2. What will happen if I install 95mm seal length transmitter at location where 131 mm seal length transmitter is installed and vice versa?

Please reply to these queries as soon as possible.

Thanks and regards,
 
A remote seal transmitter with filled capillaries is subject to pressure indication error induced and due to changing temperature, because each capillary and seal is a filled, closed system.

I suspect that the difference in length of the capillaries might be an attempt to minimize the temperature induced error by minimizing the capillary length.

David
 
David is correct. The capillary lengths are determined purely by the application and the rule of thumb is to try and keep them as short as possible for the reasons David have already explained. There will be no difference in accuracy if you install a longer or shorter capiliry transmitter in an application, providing you do your calibration correctly.

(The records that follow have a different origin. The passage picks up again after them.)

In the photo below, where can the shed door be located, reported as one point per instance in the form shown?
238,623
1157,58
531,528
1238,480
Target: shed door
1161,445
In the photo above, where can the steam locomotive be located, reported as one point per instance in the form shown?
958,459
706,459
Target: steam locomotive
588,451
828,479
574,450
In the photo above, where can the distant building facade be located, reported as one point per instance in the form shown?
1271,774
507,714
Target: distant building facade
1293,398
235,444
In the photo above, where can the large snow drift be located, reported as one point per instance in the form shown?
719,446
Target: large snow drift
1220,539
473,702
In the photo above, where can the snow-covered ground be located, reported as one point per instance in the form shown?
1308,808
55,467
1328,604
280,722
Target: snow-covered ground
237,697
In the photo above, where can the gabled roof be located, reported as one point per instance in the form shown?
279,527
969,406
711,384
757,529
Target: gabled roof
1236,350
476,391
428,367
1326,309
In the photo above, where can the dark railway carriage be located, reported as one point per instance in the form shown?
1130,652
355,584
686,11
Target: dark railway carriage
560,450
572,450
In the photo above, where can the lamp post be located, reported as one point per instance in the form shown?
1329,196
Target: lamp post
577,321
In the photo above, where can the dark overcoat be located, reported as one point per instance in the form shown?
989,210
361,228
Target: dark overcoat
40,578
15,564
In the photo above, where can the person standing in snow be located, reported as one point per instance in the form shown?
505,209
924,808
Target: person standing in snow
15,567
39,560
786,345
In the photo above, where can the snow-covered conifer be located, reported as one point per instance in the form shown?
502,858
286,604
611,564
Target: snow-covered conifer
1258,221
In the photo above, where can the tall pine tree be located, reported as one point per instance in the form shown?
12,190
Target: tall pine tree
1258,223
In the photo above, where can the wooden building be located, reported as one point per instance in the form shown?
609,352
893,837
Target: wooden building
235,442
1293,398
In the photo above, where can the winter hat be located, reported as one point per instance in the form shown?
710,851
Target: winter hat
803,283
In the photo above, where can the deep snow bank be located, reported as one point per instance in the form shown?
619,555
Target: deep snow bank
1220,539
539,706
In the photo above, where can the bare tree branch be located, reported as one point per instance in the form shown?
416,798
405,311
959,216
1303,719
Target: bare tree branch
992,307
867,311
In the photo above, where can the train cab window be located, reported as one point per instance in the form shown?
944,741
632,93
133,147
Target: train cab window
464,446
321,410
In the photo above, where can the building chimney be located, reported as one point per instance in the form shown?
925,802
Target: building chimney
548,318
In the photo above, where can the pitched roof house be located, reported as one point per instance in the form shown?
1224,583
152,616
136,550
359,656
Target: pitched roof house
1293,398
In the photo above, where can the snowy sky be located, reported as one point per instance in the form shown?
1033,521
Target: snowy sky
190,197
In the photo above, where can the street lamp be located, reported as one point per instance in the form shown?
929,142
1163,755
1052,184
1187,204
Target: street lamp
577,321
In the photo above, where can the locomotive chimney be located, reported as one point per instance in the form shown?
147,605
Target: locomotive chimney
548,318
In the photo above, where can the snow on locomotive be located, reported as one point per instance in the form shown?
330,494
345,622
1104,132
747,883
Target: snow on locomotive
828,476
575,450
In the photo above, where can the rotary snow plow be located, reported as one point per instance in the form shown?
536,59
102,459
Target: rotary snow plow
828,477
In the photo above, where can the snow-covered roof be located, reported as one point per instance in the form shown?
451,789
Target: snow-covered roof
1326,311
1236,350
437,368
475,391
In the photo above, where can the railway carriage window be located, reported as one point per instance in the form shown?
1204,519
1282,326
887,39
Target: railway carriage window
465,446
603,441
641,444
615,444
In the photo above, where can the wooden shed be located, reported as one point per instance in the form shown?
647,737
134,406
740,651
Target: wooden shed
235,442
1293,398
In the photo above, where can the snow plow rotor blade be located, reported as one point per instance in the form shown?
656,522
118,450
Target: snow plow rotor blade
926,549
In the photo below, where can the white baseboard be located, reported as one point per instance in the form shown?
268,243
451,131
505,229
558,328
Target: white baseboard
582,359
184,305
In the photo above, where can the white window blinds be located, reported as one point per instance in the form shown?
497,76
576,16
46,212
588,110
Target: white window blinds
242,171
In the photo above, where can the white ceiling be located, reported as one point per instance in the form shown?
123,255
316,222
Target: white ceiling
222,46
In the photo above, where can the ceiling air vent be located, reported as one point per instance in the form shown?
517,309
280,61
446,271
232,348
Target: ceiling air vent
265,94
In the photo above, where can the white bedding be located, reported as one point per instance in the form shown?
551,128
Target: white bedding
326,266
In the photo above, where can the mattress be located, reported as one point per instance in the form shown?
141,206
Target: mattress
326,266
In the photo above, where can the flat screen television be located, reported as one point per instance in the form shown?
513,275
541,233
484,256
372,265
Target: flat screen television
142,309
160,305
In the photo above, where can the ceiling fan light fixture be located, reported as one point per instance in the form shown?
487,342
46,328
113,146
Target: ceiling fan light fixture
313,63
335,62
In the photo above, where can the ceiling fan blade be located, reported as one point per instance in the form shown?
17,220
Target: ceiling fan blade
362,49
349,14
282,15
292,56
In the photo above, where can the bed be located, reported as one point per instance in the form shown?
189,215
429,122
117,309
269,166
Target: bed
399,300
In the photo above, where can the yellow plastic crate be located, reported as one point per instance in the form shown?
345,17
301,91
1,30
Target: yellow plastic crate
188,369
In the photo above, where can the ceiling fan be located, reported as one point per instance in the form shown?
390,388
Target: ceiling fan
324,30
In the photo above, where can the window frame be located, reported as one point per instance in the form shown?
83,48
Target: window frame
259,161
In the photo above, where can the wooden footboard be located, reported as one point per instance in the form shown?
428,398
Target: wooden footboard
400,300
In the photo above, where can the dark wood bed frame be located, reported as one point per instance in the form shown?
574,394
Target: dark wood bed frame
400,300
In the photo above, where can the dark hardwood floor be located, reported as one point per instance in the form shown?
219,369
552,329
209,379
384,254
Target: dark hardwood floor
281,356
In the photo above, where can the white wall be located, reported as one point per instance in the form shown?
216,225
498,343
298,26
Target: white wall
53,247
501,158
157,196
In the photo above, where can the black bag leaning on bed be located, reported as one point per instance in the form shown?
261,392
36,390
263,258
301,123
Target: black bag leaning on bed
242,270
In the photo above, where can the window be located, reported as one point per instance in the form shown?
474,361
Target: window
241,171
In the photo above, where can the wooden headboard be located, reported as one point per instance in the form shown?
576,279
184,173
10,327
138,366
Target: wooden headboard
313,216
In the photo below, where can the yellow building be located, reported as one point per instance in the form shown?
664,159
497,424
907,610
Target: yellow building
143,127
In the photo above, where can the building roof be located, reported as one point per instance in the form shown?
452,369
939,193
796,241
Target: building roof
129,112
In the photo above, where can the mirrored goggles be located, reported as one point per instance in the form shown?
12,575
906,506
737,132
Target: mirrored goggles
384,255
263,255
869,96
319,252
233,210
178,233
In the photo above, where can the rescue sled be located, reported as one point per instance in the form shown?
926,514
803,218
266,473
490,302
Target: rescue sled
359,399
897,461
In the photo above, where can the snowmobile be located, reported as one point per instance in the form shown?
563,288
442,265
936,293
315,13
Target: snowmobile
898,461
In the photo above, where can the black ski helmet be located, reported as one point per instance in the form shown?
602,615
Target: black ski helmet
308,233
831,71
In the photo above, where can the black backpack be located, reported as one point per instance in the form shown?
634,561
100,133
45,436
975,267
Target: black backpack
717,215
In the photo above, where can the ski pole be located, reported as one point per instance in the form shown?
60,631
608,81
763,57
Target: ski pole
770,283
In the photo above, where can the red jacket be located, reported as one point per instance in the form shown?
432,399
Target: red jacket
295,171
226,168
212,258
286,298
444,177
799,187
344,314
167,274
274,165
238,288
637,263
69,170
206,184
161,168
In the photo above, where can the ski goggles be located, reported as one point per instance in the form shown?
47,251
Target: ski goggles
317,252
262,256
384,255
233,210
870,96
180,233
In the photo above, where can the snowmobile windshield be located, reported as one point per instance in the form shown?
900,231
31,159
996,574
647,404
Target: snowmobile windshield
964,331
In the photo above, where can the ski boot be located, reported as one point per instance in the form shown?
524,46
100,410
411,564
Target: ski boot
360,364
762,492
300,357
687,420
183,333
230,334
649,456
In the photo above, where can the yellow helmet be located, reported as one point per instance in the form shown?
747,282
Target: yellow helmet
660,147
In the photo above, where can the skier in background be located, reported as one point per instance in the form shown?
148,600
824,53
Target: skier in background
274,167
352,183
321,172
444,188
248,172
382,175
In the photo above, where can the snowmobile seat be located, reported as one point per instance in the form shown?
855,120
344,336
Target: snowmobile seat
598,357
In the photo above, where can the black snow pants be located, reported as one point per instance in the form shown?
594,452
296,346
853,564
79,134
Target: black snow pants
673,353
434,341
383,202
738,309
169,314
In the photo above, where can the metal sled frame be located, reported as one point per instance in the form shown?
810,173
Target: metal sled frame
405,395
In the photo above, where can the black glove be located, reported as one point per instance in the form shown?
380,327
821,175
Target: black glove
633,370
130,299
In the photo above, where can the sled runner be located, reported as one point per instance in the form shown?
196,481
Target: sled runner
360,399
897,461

The calibration is simple enough in your case. Install the transmitter, zero it and add your zero and span values as per the pressure you want to measure.

With longer capillaries you need to add your calibration calculation to what ever the transmitter reads after the installation since it might be to far away from zero to do a zero calibration. Even if you can do a zero calibration, doing a big zero correction is never a good idea so that is why we prefer to do it like this.